Quello che appare evidente è che gli eventi maschili avevano sempre maggiori spettatori rispetto ai tornei femminili anche se la rivalità tra Martina Navratilova e Chris Evert aveva fatto lievitare gli introiti rispetto al passato e il tennis femminile aveva acquisito una sua dignità. Con la nascita poi dell’ATP Tour e del WTA Tour i due sessi viaggiano in parallelo ed era facile vedere sugli stessi campi uomini e donne con montepremi del tutto simili se non uguali nei tornei del Grande Slam. Ora il punto è: è giusto che le donne guadagnino quanto gli uomini? Io penso che sia la domanda ad essere sbagliata, la domanda potrebbe essere: ma i guadagni a cosa dovrebbero essere proporzionati?
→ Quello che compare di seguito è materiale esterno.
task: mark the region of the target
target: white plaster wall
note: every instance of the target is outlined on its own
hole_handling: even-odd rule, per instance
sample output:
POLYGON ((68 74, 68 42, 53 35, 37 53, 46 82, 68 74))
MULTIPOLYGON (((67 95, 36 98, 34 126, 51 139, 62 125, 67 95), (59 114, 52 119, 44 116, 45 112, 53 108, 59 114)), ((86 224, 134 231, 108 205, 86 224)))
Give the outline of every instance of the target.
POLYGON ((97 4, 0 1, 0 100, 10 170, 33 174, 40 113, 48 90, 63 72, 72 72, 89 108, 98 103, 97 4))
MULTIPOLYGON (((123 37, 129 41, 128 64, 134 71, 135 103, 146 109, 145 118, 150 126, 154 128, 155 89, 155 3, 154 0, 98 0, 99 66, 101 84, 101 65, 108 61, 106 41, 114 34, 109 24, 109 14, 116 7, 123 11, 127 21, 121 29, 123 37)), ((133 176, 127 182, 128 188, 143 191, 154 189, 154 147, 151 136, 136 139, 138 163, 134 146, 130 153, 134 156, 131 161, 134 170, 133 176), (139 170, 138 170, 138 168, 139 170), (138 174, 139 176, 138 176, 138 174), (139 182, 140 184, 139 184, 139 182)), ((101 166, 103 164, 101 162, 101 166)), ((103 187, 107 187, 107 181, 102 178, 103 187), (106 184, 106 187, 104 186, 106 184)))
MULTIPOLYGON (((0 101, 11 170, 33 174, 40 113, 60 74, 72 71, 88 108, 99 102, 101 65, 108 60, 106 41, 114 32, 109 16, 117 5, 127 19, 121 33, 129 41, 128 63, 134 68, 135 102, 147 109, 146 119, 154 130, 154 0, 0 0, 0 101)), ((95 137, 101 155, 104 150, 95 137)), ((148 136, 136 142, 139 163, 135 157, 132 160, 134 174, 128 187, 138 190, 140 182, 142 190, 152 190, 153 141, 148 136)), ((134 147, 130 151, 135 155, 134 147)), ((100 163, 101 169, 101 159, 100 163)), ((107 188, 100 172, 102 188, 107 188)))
Se una finale Federer-Djokovic fa guadagnare 100 e una finale Pennetta-Vinci 10, perché i corrispettivi dovrebbero essere uguali? Qui non stiamo parlando di prestazione o fatica, il famoso 2 su 3 contro il 3 su 5, ma di introiti. Se una persona qualsiasi fa un punto nel circolo sotto casa non guadagna nulla e se lo fa Federer guadagna milioni un motivo ci sarà? Qual è? I soldi che fa girare, è chiaro. Più soldi fai girare e più tu guadagni, è un discorso freddo e razionale, ma è questa la base del capitalismo, che non si applica solo al mondo del tennis, ma del lavoro in generale, forse è sessista, razzista, e tutte le -iste che volete ma si applica in tutti i posti del mondo, quindi perché il tennis dovrebbe esserne esente. Se una finale femminile ha maggiori introiti di quella maschile, per caso, perché dovrebbero le donne guadagnare quanto gli uomini? Le donne dovrebbero guadagnare di più senza se e senza ma.

Tutte queste riflessioni sono solo teoriche, nel senso che non c’è una vera emergenza nel circuito per cui si devono necessariamente cambiare le carte in tavole. Il tennis, forse come pochi sport, sta ingrandendo sempre di più i propri introiti e non si vede perché cambiare la rotta, ma se mai ci saranno dei problemi come calo di introiti allora si potrà fare una riflessione seria e soprattutto operativa, fino ad allora godiamoci il tennis così come ci viene presentato con tutti i suoi pregi e i suoi difetti.